For each database you want to make, you should create a directory, and
all these directories should live in the same parent directory. For
example, for my own use I have a directory ~/RA-indexes/, and within
that are the directories ~/RA-indexes/mail/, ~/RA-indexes/papers/, etc.
which actually contain the database files.
OPTIONS
-v Verbose mode. Print useful information.
-d Debug mode. Print not-so-useful information.
-e Exclude all filenames and directories which follow
-s Follow symbolic links when indexing
--version
Print version information.
SEE ALSO
ra-retrieve(1)
AUTHOR
Bradley Rhodes, MIT Media Lab. Please send comments and questions to
ra-bugs@media.mit.edu. New versions and updates can be found at
http://www.media.mit.edu/~rhodes/RA/
COPYRIGHT
All code included in versions up to and including 2.09:
Copyright (C) 2001 Massachusetts Institute of Technology.
All modifications subsequent to version 2.09 are copyright Bradley
Rhodes or their respective authors.
Developed by Bradley Rhodes at the Media Laboratory, MIT, Cambridge,
Massachusetts, with support from British Telecom and Merrill Lynch.
This program is free software; you can redistribute it and/or modify it
under the terms of the GNU General Public License as published by the
Free Software Foundation; either version 2 of the License, or (at your
option) any later version. For commercial licensing under other terms,
please consult the MIT Technology Licensing Office.

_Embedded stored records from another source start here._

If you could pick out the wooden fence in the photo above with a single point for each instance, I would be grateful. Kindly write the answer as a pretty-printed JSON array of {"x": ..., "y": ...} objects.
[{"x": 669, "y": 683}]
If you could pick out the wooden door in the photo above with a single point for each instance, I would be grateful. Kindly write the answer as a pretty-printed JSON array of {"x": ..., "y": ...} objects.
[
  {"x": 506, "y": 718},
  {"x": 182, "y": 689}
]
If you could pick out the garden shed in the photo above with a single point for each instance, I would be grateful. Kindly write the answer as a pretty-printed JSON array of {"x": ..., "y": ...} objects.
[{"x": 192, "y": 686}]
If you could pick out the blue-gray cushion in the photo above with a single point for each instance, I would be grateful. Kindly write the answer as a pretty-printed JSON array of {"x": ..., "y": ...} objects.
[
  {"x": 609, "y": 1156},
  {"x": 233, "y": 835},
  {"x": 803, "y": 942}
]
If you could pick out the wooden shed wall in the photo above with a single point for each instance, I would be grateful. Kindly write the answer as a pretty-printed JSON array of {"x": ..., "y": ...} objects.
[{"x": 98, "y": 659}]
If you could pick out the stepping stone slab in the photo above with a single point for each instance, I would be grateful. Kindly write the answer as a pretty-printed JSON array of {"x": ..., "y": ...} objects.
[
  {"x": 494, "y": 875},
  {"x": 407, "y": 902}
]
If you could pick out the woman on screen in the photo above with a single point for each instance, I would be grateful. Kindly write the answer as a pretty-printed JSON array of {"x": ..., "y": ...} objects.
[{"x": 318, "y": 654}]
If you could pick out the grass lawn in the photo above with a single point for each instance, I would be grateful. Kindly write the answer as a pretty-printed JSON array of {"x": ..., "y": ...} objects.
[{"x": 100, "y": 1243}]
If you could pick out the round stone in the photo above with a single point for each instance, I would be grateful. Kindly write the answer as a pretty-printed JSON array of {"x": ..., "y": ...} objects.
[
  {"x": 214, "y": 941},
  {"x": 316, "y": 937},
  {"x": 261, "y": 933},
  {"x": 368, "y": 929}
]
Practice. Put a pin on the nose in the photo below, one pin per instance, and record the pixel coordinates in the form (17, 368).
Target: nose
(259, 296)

This program may be subject to the following US and/or foreign patents
(pending): "Method and Apparatus for Automated, Context-Dependent
Retrieval of Information," MIT Case No. 7870TS. If any of these patents
are granted, royalty-free license to use this and derivative programs
under the GNU General Public License are hereby granted.
This program is distributed in the hope that it will be useful, but
WITHOUT ANY WARRANTY; without even the implied warranty of
MERCHANTABILITY or FITNESS FOR A PARTICULAR PURPOSE. See the GNU
General Public License for more details.
You should have received a copy of the GNU General Public License along
with this program; if not, write to the Free Software Foundation, Inc.,
59 Temple Place - Suite 330, Boston, MA 02111-1307, USA.
BUGS
Dates are not currently indexed, so anything trying to do a date query
gets no suggestion back.
Requires GNU make to compile.
The template structure isn’t documented.